Larry Murphree has been fighting with the Tides Condominium Association in Sweetwater, Florida, since the organization started fining him $100 per day for a 17-inch American flag he placed in a flower pot in front of his home, the newspaper said.
"I lost it," Murphree said about the letter he received from the association seven years ago, according to the Post. "It just dawned on me there's people that strap on a gun every day to protect me and the people I love. It's a small flag, but it stands for a big thank you."
But the condo association openly rejected attempts to personalize homes in the gated community with neighbors claiming they had been forced to take down Christmas lights and dig up flowers around mailbox that ran afoul of association leaders, the Post said.
Murphree, though, refused to budge on the display of his flag, and neither did the condo association, the newspaper said.
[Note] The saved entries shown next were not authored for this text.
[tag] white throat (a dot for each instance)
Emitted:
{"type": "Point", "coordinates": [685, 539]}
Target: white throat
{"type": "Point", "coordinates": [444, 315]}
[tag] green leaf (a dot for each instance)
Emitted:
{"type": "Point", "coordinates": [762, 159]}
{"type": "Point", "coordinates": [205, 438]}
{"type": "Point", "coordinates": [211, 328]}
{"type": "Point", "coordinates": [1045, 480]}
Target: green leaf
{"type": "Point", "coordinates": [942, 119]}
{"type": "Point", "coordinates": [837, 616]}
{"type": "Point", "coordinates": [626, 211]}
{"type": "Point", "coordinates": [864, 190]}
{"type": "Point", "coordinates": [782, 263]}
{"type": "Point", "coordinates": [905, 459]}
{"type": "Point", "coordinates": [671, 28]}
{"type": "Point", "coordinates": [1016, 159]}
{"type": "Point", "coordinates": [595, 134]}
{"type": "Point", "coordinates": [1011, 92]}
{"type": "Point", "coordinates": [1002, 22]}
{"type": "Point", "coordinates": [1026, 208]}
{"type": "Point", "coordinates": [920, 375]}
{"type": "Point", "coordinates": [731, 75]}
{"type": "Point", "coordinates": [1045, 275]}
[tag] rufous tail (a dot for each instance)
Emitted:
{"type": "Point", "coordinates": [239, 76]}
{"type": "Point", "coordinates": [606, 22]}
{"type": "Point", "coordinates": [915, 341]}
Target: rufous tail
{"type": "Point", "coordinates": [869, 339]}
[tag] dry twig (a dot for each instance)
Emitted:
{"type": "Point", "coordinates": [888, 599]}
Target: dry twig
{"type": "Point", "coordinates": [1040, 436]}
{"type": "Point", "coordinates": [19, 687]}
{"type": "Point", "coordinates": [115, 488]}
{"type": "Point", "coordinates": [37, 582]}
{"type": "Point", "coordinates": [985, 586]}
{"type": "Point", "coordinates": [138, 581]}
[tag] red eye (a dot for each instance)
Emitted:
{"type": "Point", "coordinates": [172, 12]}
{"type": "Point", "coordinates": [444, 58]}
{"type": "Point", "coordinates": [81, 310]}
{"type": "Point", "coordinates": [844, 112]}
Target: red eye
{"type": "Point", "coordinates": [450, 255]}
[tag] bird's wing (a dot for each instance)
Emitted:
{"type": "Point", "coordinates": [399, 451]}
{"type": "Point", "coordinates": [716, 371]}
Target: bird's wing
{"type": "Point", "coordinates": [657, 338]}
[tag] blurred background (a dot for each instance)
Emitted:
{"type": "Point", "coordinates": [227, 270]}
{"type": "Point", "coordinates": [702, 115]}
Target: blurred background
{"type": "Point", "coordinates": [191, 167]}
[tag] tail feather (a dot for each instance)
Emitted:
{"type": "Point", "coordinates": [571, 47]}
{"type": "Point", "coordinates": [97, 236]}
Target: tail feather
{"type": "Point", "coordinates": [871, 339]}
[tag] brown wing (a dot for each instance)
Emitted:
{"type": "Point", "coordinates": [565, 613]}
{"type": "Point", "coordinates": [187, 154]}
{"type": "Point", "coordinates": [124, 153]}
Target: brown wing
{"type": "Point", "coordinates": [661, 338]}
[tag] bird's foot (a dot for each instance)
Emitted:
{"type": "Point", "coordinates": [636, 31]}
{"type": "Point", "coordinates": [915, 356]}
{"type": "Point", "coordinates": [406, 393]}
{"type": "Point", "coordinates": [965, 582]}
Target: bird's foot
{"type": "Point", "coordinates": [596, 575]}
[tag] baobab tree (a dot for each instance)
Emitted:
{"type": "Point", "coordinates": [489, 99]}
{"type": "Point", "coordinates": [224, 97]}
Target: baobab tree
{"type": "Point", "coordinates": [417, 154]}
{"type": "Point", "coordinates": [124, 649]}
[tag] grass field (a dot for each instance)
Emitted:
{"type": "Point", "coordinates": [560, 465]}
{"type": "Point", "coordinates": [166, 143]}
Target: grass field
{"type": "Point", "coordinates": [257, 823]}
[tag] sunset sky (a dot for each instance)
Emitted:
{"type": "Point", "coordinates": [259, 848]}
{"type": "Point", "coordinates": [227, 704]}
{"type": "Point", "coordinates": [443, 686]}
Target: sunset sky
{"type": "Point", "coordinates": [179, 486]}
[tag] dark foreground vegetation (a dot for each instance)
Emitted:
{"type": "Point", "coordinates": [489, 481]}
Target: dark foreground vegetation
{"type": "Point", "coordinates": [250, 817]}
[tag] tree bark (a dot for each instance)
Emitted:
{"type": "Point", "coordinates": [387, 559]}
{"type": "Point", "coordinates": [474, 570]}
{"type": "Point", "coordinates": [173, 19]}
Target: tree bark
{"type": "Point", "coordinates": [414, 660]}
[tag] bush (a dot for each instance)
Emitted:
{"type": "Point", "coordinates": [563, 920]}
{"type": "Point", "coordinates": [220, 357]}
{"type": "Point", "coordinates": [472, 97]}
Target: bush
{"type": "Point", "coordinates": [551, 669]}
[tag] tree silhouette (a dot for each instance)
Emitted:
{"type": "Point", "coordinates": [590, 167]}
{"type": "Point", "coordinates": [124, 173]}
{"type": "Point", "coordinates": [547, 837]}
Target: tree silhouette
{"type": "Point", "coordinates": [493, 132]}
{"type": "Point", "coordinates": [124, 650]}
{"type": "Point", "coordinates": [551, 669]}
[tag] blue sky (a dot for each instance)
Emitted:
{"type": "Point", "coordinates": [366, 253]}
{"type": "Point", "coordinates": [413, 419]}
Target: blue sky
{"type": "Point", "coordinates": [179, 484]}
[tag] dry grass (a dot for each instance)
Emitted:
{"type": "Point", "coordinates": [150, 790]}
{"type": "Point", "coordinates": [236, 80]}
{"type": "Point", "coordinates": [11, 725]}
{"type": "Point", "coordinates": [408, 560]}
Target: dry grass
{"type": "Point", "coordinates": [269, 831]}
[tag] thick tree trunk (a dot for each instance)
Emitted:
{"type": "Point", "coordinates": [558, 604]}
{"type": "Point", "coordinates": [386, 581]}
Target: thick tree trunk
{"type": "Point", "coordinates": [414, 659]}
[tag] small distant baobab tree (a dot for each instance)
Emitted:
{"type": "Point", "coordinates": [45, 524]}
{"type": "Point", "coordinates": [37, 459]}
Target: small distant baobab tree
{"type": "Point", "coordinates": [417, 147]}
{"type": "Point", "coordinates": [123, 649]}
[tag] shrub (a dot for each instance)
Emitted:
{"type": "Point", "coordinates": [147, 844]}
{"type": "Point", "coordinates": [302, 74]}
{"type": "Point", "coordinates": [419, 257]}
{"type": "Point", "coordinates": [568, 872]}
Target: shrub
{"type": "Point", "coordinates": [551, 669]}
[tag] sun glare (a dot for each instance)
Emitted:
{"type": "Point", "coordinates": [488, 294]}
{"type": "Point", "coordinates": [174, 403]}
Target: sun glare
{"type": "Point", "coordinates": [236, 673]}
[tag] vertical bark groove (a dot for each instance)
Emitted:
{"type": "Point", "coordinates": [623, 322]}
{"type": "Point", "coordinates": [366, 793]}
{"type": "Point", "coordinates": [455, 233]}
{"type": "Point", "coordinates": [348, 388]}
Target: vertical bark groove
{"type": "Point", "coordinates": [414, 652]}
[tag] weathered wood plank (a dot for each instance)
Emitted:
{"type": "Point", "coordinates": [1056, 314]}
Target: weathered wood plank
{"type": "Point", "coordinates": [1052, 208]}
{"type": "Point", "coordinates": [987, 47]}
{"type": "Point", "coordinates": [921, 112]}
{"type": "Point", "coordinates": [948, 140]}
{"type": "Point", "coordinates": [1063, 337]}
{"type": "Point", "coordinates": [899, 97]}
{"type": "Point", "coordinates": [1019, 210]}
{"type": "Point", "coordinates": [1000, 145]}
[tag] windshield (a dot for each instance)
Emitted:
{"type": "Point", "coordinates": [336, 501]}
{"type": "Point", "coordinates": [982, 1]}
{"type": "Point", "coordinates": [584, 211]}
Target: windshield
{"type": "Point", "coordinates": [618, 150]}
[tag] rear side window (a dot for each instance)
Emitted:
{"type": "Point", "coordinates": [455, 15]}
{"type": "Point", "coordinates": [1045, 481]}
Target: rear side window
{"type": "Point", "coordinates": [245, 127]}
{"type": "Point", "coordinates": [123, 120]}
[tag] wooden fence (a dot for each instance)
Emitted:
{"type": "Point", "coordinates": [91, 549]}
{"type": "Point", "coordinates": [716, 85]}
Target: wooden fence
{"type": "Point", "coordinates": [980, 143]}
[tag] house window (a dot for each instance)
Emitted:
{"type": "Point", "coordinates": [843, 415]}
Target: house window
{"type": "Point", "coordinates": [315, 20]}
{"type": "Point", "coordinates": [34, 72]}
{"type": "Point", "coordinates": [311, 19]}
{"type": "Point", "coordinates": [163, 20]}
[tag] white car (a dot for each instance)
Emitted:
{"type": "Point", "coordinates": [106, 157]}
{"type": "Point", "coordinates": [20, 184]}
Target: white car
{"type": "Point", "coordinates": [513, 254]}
After mounting fees and a lien placed on his residence, he sold it three years ago.
The Post said he recently was granted a court date for a civil trial in U.S. district court where he is suing the condo association for $1 million.
"He's probably lost . . . hundreds of thousands of dollars of his retirement money, not to mention the time he'll never get back from having to fight this battle," Murphree's attorney Gust Sarris told the Post.
Sarris said he believed his client had an agreement to display the flag several years ago, but after the agreement, the association changed its flag ordinance to a flower pot ordinance, making flag display illegal again in the organization's eyes, according to First Coast News.
"We believe we have the right to display the American flag, we filed suit in federal court," Sarris told First Coast News. "Somehow they re-categorized it and started doing the same thing again, which was the same flag, the same flower pot, the same dirt and the same plant."
The association has not responded to media requests over Murphree's longstanding dispute over his former residence, but the veteran, living in his new location in St. Augustine, said he hopes the case will go to trial next year, per First Coast News.
"Somebody had to stand up and say, 'this is not right,'" Murphree told the broadcaster.